Atenção para a qualidade da carne

16/04/2007

Atenção para a qualidade da carne

 

 

Nos mercados e feiras, o consumidor deve estar atento à procedência da carne e demais produtos de origem animal, como leite, queijos, mel e ovos. A produção desses itens deve ser inspecionada por veterinários do governo, que atestam a qualidade do animal e do produto final para o consumidor.
“Sempre olho a validade”, conta a comerciante Miriam Andrade, de 47 anos, que prefere os grandes mercados na hora de comprar frios e carnes, por julgar o preço mais em conta e, principalmente, confiar na qualidade dos produtos.
O engenheiro eletrotécnico Antônio Carlos Fernandes também diz que sempre olha a validade e o aspecto dos produtos. Além disso, ele prefere pedir para fatiar os frios na hora em que vai levar. “A gente faz o que pode para evitar comprar produtos ruins”, conta.
Além das condições de conservação e da validade do produto, o consumidor deve estar atento ao selo de inspeção sanitária. Este selo atesta que o produto foi submetido à avaliação de um técnico veterinário, com as condições adequadas de higiene.
Existem três tipos de selo.
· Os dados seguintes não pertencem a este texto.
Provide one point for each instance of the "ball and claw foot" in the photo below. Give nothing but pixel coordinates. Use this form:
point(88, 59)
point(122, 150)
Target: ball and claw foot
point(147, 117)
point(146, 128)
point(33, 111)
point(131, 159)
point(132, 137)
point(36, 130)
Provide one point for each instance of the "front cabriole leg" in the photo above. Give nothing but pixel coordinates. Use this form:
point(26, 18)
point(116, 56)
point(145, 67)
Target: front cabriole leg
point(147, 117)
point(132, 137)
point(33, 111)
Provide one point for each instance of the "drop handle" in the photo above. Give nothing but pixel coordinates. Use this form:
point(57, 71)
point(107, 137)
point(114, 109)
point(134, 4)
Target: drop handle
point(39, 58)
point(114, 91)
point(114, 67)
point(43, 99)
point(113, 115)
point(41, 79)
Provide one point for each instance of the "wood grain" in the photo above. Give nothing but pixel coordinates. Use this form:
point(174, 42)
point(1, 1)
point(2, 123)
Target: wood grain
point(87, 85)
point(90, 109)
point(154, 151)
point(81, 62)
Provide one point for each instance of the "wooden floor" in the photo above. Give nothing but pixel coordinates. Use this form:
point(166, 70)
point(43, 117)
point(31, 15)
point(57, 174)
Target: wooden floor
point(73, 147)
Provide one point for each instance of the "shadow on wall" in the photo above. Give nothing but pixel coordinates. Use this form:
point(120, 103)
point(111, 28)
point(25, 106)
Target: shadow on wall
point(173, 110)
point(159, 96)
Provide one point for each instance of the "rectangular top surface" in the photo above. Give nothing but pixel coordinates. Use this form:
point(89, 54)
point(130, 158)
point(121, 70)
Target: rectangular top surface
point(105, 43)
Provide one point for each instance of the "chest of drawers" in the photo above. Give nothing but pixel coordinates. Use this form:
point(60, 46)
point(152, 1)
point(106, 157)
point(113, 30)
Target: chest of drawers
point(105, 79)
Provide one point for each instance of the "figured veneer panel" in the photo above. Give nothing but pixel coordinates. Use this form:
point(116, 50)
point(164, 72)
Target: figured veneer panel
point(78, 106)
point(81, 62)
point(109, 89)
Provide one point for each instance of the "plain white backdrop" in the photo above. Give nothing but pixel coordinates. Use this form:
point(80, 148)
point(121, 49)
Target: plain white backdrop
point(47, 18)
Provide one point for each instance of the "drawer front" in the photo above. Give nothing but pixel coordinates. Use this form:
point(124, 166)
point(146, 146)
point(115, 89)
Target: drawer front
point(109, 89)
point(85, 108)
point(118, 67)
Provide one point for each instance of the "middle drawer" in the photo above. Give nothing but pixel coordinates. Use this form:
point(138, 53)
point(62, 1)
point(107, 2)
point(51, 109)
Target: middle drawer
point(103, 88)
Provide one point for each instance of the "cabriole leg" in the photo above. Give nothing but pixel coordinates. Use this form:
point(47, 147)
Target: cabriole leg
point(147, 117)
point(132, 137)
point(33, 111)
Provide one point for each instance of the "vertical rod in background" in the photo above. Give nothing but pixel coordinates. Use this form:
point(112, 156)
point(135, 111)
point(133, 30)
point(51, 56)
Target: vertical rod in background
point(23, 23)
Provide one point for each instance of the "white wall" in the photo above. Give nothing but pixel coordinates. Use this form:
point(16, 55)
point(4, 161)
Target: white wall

O do Serviço de Inspeção Federal (SIF) autoriza os produtos a serem comercializados entre diferentes Estados do País, e até a serem exportados.
Há também os selos do Serviço de Inspeção Estadual (SIE) e do Serviço de Inspeção Municipal (SIM), para produtos que podem ser comercializados dentro do Estado e dos municípios.
Outra questão importante é a origem da carne bovina. A Bahia ainda sofre com o abastecimento do mercado por animais abatidos clandestinamente, ou seja, fora de matadouros legalizados e inspecionados, onde costumam ser seguidas as regras de higiene e conservação da carne.
Só em 2006 foram fechados 86 matadouros clandestinos no Estado, segundo a Agência Estadual de Defesa Agropecuária da Bahia (Adab), órgão local responsável pela fiscalização dos produtos de origem animal. Para Altair Santana de Oliveira, diretor da Adab, os efeitos do trabalho de fiscalização do órgão já podem ser sentidos na modernização dos açougues, que passaram a garantir as condições adequadas para a comercialização da carne, além de perceberem a importância da inspeção na hora do abate.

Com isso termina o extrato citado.